Once configured, you can use your monitors to get alerted on your preferred notification tool (Slack, MS Teams, emails, etc.) in case of issues with your data. You can also leverage Flow stopper to go one step further and proactively spot issues before moving the data further down the pipeline.
Troubleshoot issues faster and collaboratively
In case of failure, your monitor results come with all the information you need to efficiently understand and troubleshoot the issue. A revenue anomaly detection monitor can for instance include details about the store locations as well as the exact values that triggered the anomaly. The graph associated with the monitor run also allows you to quickly understand how far from the confidence band the detected anomaly was and how it compares to other anomalies that might have occurred in the past.
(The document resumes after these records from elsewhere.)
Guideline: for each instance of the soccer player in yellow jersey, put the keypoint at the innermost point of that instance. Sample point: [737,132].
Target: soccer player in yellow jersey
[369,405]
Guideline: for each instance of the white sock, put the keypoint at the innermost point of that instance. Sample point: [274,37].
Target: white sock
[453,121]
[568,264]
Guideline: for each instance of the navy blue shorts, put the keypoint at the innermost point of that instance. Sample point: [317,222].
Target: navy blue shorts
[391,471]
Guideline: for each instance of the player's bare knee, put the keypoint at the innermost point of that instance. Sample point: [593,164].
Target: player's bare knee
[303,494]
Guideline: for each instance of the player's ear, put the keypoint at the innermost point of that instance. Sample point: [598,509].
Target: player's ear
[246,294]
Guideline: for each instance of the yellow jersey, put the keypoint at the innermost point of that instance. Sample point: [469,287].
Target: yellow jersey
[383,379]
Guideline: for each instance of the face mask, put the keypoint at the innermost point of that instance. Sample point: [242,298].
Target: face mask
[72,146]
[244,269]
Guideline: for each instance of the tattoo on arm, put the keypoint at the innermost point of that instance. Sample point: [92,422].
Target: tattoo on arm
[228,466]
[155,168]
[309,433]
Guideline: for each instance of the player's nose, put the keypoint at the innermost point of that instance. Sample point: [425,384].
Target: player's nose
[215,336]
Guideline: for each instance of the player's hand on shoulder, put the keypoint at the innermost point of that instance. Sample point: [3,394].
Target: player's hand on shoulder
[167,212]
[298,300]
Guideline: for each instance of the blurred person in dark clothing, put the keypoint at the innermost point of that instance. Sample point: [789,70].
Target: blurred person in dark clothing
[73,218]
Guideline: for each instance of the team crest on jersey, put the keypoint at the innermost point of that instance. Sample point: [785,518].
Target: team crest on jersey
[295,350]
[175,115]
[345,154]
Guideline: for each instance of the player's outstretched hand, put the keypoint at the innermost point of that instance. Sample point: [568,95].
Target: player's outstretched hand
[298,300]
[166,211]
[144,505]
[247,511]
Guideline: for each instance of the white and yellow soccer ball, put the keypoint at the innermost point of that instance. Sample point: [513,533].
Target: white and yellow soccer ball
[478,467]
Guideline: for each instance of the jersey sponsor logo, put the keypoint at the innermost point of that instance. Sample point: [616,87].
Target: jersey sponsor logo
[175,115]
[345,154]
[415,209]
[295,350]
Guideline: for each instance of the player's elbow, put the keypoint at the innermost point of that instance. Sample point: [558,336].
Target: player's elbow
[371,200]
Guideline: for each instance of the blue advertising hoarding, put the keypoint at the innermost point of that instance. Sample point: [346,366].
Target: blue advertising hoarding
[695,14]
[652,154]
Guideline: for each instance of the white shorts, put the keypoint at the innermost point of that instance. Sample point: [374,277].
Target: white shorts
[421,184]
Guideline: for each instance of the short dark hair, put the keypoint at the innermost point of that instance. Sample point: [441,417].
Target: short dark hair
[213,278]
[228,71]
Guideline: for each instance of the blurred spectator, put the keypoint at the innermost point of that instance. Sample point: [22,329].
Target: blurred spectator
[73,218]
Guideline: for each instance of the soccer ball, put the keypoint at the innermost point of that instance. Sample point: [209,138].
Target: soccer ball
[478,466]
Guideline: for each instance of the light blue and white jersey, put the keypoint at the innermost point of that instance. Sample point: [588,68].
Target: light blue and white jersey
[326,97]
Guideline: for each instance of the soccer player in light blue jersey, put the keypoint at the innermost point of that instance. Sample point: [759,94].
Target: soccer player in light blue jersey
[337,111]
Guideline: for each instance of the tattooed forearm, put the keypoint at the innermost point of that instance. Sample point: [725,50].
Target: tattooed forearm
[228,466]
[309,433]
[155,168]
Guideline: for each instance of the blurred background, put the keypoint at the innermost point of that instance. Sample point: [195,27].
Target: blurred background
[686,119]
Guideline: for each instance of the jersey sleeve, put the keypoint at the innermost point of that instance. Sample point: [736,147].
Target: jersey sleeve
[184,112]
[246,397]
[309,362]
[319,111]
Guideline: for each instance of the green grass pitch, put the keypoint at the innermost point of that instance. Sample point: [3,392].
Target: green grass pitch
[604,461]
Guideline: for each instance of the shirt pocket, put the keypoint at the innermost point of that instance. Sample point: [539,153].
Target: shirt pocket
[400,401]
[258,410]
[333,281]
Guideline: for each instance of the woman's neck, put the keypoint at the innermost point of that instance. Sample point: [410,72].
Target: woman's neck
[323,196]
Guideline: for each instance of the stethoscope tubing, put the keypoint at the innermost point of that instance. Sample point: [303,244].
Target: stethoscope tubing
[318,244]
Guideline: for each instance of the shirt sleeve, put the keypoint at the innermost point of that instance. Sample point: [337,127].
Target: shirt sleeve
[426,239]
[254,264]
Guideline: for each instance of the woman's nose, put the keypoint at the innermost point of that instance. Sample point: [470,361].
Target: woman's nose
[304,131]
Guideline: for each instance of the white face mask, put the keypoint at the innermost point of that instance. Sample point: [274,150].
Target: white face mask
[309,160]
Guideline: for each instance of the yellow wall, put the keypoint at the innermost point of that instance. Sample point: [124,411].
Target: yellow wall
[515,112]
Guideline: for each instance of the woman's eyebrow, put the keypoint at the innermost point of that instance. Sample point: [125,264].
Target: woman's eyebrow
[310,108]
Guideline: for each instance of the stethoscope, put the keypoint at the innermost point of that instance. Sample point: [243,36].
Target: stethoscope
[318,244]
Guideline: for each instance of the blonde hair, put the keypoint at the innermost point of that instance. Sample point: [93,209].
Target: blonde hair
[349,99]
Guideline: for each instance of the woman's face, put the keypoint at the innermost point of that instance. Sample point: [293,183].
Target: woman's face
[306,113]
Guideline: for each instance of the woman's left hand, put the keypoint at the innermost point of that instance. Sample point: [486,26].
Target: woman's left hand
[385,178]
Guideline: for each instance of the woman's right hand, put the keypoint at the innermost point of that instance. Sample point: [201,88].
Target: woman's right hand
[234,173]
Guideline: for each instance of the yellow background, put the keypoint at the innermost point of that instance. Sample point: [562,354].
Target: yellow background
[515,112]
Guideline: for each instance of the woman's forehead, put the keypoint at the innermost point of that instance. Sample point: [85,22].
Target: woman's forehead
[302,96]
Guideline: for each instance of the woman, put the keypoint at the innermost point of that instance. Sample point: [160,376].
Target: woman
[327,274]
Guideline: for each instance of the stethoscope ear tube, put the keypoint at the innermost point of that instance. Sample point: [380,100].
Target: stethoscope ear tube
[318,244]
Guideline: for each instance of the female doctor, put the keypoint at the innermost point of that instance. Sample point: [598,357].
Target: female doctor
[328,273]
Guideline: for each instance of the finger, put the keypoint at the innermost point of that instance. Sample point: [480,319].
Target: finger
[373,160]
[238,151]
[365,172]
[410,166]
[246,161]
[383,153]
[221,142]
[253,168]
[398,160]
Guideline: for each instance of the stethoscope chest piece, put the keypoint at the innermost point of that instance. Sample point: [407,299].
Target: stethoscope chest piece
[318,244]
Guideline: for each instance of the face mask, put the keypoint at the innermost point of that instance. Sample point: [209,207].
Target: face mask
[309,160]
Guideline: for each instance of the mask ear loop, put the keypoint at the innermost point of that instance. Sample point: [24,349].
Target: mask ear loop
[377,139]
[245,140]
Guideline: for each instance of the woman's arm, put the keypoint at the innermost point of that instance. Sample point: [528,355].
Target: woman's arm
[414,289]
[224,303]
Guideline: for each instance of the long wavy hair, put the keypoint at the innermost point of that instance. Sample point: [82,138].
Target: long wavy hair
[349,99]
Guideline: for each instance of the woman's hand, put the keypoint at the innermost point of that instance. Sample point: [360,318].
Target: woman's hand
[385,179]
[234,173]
A monitor failure automatically results in the creation of an incident that you can use to collaboratively troubleshoot the issue with your team. Incidents also make it convenient for any impacted teams to proactively follow troubleshooting progress and get warned about problem resolution.
Unleashing the potential of a unified data observability platform
There is not any doubt that both data discovery and governance and data quality testing have immense value of their own.
However, what we firmly believe in, here at Sifflet, is that there is even more value to unlock by bundling these two aspects of data management into a single platform. Having data cataloging and data quality monitoring feeding into one another make your teams feel more confident when using data and more efficient when troubleshooting issues.
De-risk data self-service
Business teams increasingly rely on data analytics to make business critical decisions, but what happens when some dashboard data becomes altered without anybody noticing? Bad decisions and business outcomes might ensue.
This is typically where ensuring your data catalog and lineage are enriched with data quality insights comes in handy.
Every Sifflet dataset asset page features a health status that is based on the number of monitors on this asset and on the severity of incidents that might be impacting it. This health status makes it immediately clear to users whether or not they are safe to start using the table they are looking at.
Using their dashboard lineage, business users can also spot any ongoing issue with the upstream data pipeline and consequently make sure the data they are using is reliable before they leverage it for decision making. No more finding out that your report actually contains one full week of accidentally duplicated orders during your monthly results presentation to management!
Take monitoring and troubleshooting to the next level
Building your data quality monitors on top of your data catalog assets also has a lot of benefits.
It first takes lineage and root cause analysis to the next level. Because each asset shows up on lineage with its corresponding health status, in case of issue with an asset, not only can data teams quickly identify what are the upstream assets that might be causing the issue, they can also immediately identify where the issue started happening in the data lifecycle. The below lineage for instance seems to indicate that the ongoing issue on the ORDERS Snowflake table might be coming from the transformation step.
Additionally, because your data catalog and lineage are the single source of truth about your data assets and their usage, you can easily get a sense of your current monitoring coverage and ensure all your critical assets are monitored. By filtering your data catalog on the “High usage” and “Not monitored” filters, you can identify assets on which you are flying blind and start monitoring them in seconds.